Дорогой Белоусову попался человек, которого иначе как ярым апологетом этого Изюма не назовешь. Чего он только не понарассказывал о своем городе: и чистый он, и красивый, и географически удобный, и исторически славный — шутка ли, известен чуть ли не с самого татарского ига; и промышленность там на уровне: мебель такую делают, что импортная ей в подметки не годится; и тепловозы там ремонтируют чуть ли не для всего Союза; и вообще Изюм — образец современного города. Большие задыхаются, маленькие отстают от прогресса, потому что в них дорого устраивать и поддерживать этот прогресс (коммуникации, современный транспорт, обслуживание, духовная жизнь), а такой, в пятьдесят тысяч жителей, — как раз что надо; будущее именно за подобными городами, это оптимальный вариант, об этом даже специальные решения имеются. Работал апологет на одном из тамошних пивоваренных заводов, и когда он, наконец, заговорил о родной отрасли, то вышло, что Изюм — центр мирового пивоварения.
Белоусову было приятно слушать, он ощущал себя чуть ли не основателем и благоустроителем Изюма. И оттого было потом, когда его проезжали, грустно смотреть на обыкновенные дома, обыкновенные старообразные улицы, запущенные углы окраин — все было, как и в других негромких провинциальных городках, и разыгравшееся от рассказа апологета воображение быстро потухло.

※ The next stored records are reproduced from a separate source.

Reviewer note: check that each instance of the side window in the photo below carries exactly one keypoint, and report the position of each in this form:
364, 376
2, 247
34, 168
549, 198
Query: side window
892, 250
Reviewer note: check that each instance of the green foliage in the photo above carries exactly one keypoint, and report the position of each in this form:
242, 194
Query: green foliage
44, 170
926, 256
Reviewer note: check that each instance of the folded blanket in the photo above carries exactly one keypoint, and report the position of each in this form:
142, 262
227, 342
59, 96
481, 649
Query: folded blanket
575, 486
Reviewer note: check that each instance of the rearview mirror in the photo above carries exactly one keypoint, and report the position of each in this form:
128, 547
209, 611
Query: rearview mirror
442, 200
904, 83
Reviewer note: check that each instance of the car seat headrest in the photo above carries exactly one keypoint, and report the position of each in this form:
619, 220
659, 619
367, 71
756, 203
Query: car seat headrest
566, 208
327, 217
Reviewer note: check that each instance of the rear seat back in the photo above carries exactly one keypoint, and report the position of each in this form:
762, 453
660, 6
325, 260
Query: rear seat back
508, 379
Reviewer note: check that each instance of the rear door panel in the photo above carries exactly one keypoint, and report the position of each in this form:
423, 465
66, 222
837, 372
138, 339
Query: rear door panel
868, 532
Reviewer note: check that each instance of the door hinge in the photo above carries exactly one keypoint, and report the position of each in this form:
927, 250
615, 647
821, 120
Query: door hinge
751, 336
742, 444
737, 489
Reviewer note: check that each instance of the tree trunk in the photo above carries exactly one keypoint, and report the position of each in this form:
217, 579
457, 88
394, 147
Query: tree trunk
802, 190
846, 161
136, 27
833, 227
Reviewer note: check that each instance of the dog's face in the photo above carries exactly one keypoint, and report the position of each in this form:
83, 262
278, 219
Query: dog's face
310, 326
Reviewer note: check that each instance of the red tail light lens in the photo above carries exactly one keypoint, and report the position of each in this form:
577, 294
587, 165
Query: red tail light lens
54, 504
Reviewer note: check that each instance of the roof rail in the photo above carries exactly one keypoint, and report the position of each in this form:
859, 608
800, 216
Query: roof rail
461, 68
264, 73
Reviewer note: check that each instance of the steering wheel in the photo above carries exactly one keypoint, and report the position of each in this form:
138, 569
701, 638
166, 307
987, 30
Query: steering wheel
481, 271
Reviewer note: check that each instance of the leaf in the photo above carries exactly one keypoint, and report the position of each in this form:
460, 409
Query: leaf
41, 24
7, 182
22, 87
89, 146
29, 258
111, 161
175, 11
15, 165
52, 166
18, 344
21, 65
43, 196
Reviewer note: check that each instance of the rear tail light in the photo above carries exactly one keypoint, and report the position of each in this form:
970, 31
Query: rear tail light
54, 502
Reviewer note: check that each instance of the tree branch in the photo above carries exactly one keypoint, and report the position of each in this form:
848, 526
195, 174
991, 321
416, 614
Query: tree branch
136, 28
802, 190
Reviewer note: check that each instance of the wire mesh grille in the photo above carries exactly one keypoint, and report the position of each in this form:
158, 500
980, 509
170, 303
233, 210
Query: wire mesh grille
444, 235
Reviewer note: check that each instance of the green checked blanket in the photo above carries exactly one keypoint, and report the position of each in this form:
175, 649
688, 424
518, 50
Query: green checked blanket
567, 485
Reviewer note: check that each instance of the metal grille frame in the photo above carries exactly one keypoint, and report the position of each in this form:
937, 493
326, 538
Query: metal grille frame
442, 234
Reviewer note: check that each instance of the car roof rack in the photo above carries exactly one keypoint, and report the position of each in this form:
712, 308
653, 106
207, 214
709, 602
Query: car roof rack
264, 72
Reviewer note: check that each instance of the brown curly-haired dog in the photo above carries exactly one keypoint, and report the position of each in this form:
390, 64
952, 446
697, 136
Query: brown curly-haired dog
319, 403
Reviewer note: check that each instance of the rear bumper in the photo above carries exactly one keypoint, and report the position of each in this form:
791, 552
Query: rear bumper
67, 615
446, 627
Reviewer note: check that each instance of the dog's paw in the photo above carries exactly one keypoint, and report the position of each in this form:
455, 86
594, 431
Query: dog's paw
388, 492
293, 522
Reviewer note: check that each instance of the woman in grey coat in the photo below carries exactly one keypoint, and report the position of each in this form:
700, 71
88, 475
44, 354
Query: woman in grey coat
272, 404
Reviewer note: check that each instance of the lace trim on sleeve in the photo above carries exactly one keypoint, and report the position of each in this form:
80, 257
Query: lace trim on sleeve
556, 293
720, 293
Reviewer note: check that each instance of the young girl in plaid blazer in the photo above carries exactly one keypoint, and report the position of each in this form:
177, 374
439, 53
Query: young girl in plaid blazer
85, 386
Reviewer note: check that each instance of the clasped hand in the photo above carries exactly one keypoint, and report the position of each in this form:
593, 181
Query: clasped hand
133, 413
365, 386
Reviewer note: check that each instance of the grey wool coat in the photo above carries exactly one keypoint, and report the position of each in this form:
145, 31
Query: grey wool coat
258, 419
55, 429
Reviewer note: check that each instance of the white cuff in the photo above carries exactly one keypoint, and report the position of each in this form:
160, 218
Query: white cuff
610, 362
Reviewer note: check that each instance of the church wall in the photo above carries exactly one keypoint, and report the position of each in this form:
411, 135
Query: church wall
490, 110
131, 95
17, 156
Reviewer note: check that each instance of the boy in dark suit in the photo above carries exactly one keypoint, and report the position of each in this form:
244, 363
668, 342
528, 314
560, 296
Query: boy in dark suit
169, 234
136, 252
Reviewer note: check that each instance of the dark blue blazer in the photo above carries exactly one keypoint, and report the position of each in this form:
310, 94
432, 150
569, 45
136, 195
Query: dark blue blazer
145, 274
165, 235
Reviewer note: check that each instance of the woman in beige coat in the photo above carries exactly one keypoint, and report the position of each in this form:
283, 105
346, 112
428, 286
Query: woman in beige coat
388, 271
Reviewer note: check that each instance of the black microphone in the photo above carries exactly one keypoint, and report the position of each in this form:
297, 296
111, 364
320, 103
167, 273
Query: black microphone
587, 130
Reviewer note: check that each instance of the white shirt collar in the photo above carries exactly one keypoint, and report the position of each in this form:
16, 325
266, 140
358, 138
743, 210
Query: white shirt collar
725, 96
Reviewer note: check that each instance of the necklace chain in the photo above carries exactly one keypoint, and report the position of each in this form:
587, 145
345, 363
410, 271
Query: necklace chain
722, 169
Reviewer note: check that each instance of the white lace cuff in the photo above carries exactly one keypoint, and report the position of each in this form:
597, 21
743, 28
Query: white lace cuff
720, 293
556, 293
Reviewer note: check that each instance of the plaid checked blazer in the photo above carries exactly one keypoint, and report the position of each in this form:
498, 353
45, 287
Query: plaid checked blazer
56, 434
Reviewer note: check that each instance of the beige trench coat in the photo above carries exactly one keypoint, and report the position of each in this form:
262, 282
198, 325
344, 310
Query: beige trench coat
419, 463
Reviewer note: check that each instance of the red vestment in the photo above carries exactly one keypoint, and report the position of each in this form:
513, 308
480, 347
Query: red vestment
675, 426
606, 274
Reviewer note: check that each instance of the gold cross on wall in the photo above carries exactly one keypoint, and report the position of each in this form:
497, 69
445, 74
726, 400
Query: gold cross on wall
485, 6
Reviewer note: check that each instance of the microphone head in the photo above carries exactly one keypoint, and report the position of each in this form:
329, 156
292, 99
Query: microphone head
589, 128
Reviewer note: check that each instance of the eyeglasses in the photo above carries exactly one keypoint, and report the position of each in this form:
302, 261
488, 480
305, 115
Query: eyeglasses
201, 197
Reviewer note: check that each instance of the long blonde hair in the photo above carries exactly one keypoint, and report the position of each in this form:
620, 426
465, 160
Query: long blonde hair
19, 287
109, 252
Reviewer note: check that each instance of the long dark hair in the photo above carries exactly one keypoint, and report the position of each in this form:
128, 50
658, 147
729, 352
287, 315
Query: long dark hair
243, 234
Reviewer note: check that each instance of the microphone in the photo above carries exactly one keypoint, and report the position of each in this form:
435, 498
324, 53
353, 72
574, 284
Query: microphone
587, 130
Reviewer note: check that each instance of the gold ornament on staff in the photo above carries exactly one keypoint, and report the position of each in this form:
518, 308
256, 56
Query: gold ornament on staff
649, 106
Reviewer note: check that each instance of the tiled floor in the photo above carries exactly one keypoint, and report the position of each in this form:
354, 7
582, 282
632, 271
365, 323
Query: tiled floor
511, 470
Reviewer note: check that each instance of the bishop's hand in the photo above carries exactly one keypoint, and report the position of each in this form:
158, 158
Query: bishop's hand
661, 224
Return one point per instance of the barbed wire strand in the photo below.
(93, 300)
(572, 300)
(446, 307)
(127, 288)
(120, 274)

Был у Белоусова еще один внезапный поворот в пути. Из Киева было запланировано двинуться на Коростень, а потом на Калинковичи и Гомель. Но он неожиданно очутился значительно южнее намеченного Коростеня.

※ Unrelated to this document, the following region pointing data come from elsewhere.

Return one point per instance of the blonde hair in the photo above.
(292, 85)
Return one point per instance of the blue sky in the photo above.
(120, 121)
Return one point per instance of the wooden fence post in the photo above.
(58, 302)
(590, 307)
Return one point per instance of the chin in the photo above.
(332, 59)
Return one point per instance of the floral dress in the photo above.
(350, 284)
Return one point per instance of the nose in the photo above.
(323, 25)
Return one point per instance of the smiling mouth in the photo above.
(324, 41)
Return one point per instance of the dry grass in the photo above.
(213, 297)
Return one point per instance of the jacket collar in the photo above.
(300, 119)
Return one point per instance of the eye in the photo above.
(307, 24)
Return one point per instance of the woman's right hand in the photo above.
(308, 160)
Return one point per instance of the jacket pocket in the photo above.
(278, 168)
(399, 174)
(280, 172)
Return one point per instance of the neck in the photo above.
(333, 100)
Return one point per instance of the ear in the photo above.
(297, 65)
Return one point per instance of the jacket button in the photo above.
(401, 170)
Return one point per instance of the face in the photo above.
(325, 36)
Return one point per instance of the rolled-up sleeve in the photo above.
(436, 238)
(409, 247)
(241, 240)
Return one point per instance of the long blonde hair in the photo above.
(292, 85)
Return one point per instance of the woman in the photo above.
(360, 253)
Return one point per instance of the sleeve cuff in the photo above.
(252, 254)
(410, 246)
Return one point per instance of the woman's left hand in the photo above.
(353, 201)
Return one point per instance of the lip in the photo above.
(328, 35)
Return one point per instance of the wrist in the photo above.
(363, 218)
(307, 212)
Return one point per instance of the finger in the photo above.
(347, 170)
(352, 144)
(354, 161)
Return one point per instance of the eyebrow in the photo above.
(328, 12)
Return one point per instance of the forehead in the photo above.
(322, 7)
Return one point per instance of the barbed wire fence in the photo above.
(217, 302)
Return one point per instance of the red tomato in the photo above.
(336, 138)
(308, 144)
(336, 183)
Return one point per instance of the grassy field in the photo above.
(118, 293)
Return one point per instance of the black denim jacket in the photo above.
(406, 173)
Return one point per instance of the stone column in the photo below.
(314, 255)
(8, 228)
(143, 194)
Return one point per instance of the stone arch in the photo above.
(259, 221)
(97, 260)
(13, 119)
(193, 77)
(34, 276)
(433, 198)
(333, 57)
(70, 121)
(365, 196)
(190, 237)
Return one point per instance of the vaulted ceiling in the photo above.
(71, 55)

Еще в Харькове, где закончился второй этап пути, он у вокзальной кассы встретился с женщиной, которая привлекла его внимание тем, что бойко и с независимым видом отвечала на всевозможные вопросы едущего люда, которых, как известно, задается немало: и где это, и где то, и как доехать, и сколько стоит, и так далее — оповестительные табло, да и вся служба, оказываются почему-то куда менее популярными, чем, например, ипохондричная, обозленная на весь мир деятельница справочного бюро или даже случайный всезнающий человек. Та женщина и была именно таким человеком, и бестолковые, копошливые старушки так и вились возле нее, принимая, очевидно, если не за местного железнодорожного работника, то за особу, сведующую в вокзальных науках вообще. А она была учительницей языка и литературы, возвращалась с какой-то конференции и ехала в Житомир.
Все это Белоусов узнал позднее, а пока что не удержался и тоже спросил, где находятся комнаты отдыха для пассажиров. Они разговорились, и отдыха ему не потребовалось. А потом он, как само собой разумеющееся, попросил кассиршу выбить ему билет до Житомира.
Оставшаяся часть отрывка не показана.